Когда-то Н.Ф. Федоров, философ всечеловеческой памяти, призывал видеть за книгой создавшего ее автора. Читая лекции-очерки, я особенно чувствовала правду его призыва. Тексты Николая Ивановича сохранили свежесть живого, звучащего слова и совсем не похожи на сухие, наукообразные штудии, которые читать можно лишь на ночь глядя в качестве эффективного и безобидного снотворного средства. Они артистичны, пластичны и ярки, исполнены захватывающего динамизма — тут свои подъемы и кульминации, серьезные, порой трагические места и иронические пассажи, а порой — и уничтожающий, метко разящий сарказм. И при этом простота и доступность изложения, в которой нет ни капли поверхностности. Ибо за этой почти евангельской простотой — глубина знания и понимания русской литературы и жизни. А еще — собственная экзистенциальная позиция, достойно и мужественно пронесенная через многие годы.

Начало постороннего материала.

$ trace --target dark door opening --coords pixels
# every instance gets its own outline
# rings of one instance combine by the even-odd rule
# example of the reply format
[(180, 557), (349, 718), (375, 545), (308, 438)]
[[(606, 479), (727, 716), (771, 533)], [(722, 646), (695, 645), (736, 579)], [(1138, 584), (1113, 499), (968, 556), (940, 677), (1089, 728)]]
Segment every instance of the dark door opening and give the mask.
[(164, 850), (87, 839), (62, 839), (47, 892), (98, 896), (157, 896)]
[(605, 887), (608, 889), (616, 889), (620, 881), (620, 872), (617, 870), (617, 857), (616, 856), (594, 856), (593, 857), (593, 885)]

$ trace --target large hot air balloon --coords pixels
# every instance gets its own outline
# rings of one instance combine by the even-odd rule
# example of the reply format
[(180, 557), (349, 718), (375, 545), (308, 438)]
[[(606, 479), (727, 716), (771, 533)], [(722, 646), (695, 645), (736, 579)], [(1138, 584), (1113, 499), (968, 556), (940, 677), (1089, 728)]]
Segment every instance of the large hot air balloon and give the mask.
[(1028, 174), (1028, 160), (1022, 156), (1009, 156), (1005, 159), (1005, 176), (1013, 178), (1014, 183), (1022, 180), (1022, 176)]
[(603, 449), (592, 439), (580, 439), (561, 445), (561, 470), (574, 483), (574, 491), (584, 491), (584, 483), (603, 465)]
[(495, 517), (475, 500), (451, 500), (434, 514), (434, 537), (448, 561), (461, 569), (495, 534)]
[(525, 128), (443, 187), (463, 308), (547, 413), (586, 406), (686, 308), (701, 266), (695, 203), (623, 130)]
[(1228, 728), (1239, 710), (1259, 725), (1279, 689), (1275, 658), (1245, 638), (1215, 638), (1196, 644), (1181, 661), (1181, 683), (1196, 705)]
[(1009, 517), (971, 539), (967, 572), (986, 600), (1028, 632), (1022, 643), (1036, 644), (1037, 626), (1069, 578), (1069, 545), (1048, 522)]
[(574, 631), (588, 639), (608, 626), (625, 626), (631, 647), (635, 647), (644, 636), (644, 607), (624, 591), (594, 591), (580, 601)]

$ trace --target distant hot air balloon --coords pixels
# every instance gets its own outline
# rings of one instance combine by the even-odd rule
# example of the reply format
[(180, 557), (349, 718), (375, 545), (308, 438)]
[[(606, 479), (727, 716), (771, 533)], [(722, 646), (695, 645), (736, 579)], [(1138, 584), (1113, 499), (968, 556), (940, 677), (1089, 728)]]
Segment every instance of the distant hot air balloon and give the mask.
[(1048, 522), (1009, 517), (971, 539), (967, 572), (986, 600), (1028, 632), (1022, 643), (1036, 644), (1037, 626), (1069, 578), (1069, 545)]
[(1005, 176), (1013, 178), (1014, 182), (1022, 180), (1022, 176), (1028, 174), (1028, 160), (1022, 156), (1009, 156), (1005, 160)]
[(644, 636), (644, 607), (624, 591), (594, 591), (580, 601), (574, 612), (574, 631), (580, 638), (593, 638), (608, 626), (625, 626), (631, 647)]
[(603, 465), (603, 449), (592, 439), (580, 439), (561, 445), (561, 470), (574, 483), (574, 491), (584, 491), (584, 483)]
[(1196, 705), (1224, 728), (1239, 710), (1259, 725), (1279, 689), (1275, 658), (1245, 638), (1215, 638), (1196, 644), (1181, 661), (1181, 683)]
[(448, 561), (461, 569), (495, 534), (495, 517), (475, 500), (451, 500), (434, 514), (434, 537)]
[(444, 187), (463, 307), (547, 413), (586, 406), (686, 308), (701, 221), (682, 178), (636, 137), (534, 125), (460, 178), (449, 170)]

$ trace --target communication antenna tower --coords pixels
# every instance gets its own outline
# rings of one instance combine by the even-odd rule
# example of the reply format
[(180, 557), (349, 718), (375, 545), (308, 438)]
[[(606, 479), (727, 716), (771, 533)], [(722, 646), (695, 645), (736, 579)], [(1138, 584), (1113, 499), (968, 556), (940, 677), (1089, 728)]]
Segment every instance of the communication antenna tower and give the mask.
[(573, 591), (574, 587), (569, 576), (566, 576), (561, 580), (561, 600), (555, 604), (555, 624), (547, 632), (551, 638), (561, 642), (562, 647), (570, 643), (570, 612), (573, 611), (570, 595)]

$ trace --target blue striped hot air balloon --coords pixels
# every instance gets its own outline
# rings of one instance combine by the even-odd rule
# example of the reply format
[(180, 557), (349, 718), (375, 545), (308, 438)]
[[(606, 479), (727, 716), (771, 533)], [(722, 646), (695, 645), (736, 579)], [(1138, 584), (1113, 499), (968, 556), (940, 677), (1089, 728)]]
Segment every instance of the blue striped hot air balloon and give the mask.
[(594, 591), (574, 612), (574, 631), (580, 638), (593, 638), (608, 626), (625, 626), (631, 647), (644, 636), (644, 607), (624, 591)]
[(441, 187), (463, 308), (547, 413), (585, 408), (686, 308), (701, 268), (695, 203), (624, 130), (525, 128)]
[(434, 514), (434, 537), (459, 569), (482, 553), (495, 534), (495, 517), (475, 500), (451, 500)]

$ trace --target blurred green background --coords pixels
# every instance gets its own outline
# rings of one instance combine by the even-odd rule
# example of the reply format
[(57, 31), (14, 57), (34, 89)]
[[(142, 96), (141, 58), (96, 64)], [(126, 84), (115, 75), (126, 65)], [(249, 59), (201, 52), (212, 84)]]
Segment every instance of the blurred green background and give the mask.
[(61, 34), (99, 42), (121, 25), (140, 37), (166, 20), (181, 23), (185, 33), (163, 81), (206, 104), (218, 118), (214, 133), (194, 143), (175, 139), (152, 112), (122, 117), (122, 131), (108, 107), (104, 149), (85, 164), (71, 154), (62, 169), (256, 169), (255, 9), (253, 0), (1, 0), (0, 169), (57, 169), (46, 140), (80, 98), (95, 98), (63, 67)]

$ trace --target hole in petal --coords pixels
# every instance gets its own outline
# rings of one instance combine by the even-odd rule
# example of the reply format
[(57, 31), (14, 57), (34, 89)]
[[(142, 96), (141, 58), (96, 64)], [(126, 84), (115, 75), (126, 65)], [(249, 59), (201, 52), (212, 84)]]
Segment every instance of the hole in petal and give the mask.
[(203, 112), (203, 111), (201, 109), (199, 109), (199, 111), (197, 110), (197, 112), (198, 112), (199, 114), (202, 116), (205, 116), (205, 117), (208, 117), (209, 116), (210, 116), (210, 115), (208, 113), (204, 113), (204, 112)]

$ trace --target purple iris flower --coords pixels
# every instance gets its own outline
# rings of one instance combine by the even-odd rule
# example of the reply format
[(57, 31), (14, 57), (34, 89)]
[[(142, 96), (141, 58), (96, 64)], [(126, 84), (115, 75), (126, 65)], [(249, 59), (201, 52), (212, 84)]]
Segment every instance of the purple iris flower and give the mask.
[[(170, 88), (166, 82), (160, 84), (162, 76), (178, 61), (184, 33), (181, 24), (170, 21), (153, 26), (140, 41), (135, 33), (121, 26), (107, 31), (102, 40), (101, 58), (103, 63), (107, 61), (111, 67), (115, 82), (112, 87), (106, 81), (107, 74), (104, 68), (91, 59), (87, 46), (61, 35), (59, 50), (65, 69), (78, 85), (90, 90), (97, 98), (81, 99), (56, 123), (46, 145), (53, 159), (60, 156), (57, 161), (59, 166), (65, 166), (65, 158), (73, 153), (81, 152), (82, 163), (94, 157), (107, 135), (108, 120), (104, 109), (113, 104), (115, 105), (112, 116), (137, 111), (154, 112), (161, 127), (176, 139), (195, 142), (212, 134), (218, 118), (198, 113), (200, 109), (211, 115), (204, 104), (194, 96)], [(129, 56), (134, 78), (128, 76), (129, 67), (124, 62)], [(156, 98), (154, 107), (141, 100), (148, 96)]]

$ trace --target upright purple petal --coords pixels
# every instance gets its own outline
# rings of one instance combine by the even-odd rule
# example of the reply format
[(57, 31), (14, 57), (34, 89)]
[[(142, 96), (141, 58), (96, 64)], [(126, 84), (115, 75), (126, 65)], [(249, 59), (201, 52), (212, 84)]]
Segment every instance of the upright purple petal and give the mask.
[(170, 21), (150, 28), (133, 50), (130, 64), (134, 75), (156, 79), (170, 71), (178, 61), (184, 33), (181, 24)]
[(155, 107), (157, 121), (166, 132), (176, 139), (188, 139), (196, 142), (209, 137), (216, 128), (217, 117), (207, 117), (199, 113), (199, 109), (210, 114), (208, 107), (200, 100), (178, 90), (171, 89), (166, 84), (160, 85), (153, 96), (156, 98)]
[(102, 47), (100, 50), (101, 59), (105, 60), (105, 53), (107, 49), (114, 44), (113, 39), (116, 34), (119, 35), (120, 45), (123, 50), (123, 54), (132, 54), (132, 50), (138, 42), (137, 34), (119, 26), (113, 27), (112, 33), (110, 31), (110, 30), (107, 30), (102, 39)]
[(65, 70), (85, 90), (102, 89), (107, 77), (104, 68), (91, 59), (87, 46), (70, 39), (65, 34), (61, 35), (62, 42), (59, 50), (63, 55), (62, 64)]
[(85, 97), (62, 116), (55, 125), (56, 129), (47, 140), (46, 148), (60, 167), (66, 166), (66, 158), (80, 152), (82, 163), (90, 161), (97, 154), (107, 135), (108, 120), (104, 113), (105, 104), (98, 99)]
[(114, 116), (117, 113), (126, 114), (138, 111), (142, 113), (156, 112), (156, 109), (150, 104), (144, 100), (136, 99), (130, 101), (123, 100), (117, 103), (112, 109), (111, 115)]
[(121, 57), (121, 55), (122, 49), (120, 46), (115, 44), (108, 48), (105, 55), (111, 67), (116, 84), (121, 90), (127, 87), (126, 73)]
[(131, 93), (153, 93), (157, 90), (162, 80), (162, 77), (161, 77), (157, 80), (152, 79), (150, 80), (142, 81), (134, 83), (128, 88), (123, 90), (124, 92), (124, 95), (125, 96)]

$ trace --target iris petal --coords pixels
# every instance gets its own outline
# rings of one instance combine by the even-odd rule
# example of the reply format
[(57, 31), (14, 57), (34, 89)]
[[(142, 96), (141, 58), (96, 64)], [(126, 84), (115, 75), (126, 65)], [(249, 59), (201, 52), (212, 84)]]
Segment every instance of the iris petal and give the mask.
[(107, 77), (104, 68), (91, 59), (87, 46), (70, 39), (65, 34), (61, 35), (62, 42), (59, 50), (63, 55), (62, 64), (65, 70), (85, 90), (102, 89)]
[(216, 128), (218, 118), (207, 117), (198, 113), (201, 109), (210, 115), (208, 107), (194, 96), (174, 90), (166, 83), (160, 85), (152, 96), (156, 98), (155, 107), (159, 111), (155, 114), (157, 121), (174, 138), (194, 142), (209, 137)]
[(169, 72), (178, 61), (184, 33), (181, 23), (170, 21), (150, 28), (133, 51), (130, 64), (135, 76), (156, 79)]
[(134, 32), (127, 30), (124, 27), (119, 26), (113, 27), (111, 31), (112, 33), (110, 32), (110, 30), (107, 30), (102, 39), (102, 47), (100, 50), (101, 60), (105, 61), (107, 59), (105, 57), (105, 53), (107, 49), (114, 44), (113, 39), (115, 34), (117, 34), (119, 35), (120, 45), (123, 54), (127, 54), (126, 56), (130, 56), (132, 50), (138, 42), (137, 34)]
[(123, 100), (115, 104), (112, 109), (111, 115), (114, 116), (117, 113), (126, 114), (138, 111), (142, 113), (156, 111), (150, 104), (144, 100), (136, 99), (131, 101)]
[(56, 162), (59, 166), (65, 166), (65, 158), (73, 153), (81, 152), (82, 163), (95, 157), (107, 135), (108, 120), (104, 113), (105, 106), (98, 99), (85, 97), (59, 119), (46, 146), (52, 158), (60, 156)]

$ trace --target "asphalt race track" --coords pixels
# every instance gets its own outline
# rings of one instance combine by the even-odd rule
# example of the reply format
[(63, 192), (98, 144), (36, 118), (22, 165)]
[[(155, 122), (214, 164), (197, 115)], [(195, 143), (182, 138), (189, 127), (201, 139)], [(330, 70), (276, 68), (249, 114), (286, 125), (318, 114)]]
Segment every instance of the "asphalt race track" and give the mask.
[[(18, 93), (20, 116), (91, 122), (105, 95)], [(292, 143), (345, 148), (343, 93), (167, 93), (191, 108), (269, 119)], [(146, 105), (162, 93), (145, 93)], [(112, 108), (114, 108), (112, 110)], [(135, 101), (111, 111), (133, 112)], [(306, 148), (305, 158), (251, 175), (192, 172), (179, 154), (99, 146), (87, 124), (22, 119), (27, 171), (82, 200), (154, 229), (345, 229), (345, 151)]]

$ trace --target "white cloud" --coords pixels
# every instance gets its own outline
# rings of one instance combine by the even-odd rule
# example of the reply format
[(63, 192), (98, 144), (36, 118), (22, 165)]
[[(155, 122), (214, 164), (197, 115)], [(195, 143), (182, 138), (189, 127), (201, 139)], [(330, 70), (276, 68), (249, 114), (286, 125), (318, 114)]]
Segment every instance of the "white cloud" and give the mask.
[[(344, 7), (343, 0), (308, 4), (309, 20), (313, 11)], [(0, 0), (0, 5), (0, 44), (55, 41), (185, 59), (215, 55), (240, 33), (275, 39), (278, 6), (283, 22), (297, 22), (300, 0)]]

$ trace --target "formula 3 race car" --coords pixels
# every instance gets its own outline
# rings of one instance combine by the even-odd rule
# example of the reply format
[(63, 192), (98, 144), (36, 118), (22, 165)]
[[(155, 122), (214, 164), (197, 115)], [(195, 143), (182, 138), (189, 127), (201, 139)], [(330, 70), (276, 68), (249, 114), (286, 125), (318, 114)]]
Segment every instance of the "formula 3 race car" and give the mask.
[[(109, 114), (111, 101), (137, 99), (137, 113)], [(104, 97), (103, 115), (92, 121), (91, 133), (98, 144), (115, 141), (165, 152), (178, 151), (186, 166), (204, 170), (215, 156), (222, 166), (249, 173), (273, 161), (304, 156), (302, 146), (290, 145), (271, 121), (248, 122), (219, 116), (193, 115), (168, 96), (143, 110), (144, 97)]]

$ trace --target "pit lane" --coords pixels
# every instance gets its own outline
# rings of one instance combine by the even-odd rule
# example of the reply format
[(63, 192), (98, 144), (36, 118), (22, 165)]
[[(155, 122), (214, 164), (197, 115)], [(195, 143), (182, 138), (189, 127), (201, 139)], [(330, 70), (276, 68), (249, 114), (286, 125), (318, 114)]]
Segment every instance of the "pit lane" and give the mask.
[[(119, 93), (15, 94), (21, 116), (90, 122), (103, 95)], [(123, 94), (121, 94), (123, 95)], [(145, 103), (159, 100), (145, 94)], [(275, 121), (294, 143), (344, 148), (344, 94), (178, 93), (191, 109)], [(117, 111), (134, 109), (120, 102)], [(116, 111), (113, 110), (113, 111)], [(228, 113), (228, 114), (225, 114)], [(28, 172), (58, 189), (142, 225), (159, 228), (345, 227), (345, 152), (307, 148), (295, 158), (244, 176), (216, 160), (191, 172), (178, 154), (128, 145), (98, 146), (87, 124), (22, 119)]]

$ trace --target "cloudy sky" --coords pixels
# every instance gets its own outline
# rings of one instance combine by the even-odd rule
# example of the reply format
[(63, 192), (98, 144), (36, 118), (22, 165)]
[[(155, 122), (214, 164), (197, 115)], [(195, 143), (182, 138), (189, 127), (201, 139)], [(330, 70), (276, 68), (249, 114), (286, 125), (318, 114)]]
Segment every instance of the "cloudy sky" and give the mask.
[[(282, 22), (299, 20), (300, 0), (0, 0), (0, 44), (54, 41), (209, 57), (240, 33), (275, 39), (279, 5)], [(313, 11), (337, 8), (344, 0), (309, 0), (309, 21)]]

Лекции-очерки, вышедшие в 2005 году, остановились на Лермонтове. Следующий цикл очерков должен был носить название: «Люди и книги сороковых годов». Николай Иванович был очень одушевлен этим замыслом, не раз говорил о нем при встречах, но завершить не успел…
* * *
От минирецензии в предыдущем фрагменте снова вернусь к лермонтовскому семинару.
То ли на первом, то ли на втором занятии прозвучал вопрос, которого я боялась с той самой минуты, как переступила порог семинарской аудитории:
— Вы имеете какое-то отношение к Гачеву?
— Нет, никакого, — твердо уверила я.
Николай Иванович посмотрел вопросительно, но ничего не сказал.
Разумеется, ложь скоро раскрылась.
— И зачем Вы меня обманули?
Я упорно созерцала линолеум, на котором, как ни трудись, нельзя было обнаружить ничего примечательного, и отчаянно боялась поднять глаза. Ну, как я могла объяснить, что совершенно не хочу, чтобы кто-то из преподавателей и сокурсников догадался о моих родственных связях с «тем самым Гачевым», автором «Ускоренного развития литературы» и концепции содержательности художественных форм, открывателем Бахтина и прочая, прочая, прочая.
Не знаю, понял Николай Иванович мои переживания или нет. Минуту помолчав, сказал:
— А ведь он у меня учился!
Я не нашлась, что ответить.
.. Два года назад, после трагической гибели отца, разбирая его бумаги, обнаружила в «Жизнемыслях» последних лет «Жизнеописание», начатое моментом рождения и доведенное до лета 1972 года. Среди прочего отец описывал послевоенный филфак: его духовную атмосферу, студенческую среду, преподавателей, читавших общие курсы (В.Ф. Асмус, С.И. Радциг и других), проводивших спецсеминары. Пробегая глазами по строчкам, буквально замерла на маленьком машинописном абзаце:
«Анализ художественного произведения вел Либан. Я взял тему "Былина о Садко" — и там вдался в анализ метрики былинного стиха — и, используя свои уже музыкальные познания и слух, — обнаружил некие особенности: Либан похвалил, сказав, что я тут в полемике с Жирмунским что-то открыл, и работу забрал к себе».
К горькому моему стыду только тогда, спустя двадцать лет, мне стал до конца ясен смысл вопроса Николая Ивановича о моем родстве с Гачевым. Он не любопытствовал праздно, не искал повода для едкой насмешки («Знаем, чего они стоят, эти папины дочки!»), он просто радовался нечаянной преемственности, приведшей к нему теперь, спустя сорок лет, дочь того, кого он помнил семнадцатилетним юношей и кому когда-то вместе с другими преподавателями открывал еще незнаемые дороги в науке.